Was he meant to chime in? “Fond” wasn’t the word for what he felt for Diana.

“Diana is a wonderful woman, but she would not be a happy duchess,” his stepmother said firmly.

Another burst of laughter from the schoolroom underlined North’s stab of pure impatience with Ophelia’s interference. “I thank you for sharing your opinion.”

She put a hand on his arm. “Don’t become stiff with me, North. I love both of you, and I am a duchess. I know what the position entails.”

“I have not asked her again to be my duchess,” he stated.

Ophelia’s eyes softened. “Not yet.”

“Are you warning me not to propose marriage?”

“I am telling you that Diana Belgrave would not be happy as a duchess. I leave Artie behind when I accompany your father to London; babies cannot thrive in London because of the smoke from coal fires. As Duke of Lindow, he attends endless dinners and hosts them as well, and he needs me beside him. That is part and parcel of being a member of the House of Lords.”

North had already decided to stay away from Parliament, though it had little to do with Diana, and everything to do with an aversion to hours spent in an airless chamber listening to tedious speeches.

“Yes, you will,” his stepmother said, reading his face. What happened to the days when no one could read his expression?

“There are more than enough asses in the Parliament chambers already.”

She shook her head. “You Wildes are stubborn enough to choke, but you never shirk your responsibilities. Your father would vastly prefer to be here. It breaks both of our hearts to leave Artie. But he has been fighting to get an anti-slavery bill through the House.” She readjusted her sleeping daughter.

North frowned.

“Exactly. How could you not take up your seat? Or refuse to attend the dinners necessary to persuade selfish men to think of someone other than themselves?”

“I take your point.”

“I presume that throwing Diana’s shoes in the lake was a courtship ritual of some sort.” Ophelia’s eyes crinkled at the corners, and he had the random thought that his father was a damned lucky man.

“You could call it that.”

“I will be very displeased if my home was no longer a refuge for Godfrey and Diana.”

“She cannot remain your governess. If I do listen to you, I still have to marry someone, and what woman would marry me under those circumstances?

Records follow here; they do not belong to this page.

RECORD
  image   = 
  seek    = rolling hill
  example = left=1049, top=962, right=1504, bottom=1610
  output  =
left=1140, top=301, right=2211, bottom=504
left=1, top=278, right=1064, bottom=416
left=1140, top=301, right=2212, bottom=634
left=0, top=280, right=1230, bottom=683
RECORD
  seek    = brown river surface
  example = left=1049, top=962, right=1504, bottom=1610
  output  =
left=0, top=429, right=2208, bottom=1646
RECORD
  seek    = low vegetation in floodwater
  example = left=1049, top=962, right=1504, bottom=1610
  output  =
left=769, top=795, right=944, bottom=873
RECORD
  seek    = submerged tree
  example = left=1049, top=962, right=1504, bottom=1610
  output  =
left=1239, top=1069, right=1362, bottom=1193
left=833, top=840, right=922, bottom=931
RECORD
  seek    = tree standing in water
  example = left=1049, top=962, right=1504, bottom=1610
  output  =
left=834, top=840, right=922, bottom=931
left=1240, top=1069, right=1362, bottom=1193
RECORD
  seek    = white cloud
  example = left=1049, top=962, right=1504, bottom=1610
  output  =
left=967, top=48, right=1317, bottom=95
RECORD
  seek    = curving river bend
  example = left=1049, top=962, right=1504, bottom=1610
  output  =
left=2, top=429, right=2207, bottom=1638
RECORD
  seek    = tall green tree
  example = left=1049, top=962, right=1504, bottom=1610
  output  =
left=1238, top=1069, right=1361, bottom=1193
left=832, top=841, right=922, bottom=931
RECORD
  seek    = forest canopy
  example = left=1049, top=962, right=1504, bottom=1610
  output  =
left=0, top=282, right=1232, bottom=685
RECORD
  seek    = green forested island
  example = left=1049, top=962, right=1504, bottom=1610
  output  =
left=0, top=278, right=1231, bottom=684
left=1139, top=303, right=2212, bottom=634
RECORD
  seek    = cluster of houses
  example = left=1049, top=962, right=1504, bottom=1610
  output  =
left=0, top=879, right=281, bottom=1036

Most of England thinks I took advantage of her!”

“I understand.” Ophelia nuzzled her daughter’s cheek. “I will find another governess.”

“You should bring Artie to London, governess or no.”

“I can’t.” His stepmother’s hand curled around Artie’s head. “The smoke.”

“London is full of babies, and our townhouse borders on Hyde Park. The smoke must be better there. Or buy a house just outside London, if you want. Send Father in daily to the Parliament. You could join him when you absolutely had to.”

Ophelia’s breath hitched. “What if she grew ill?”

“Then you would return to the country. Look at Joan. There’s nothing wrong with her lungs now, is there? Artie needs you, and Diana cannot remain here to be her second mother.”

Pain flashed through Ophelia’s eyes.

“Exactly. If there’s one thing that I learned in battle, it’s that time is precious. Anti-slavery laws are a noble pursuit, but I’m certain there is a way to keep your family together.”

Instead of going on to tell her that he meant to find a way to have Diana, he strolled into the schoolroom and watched as Diana rejected offers of shoes for long minutes until she gave in and accepted a pair of cream slippers cross-hatched with black thread.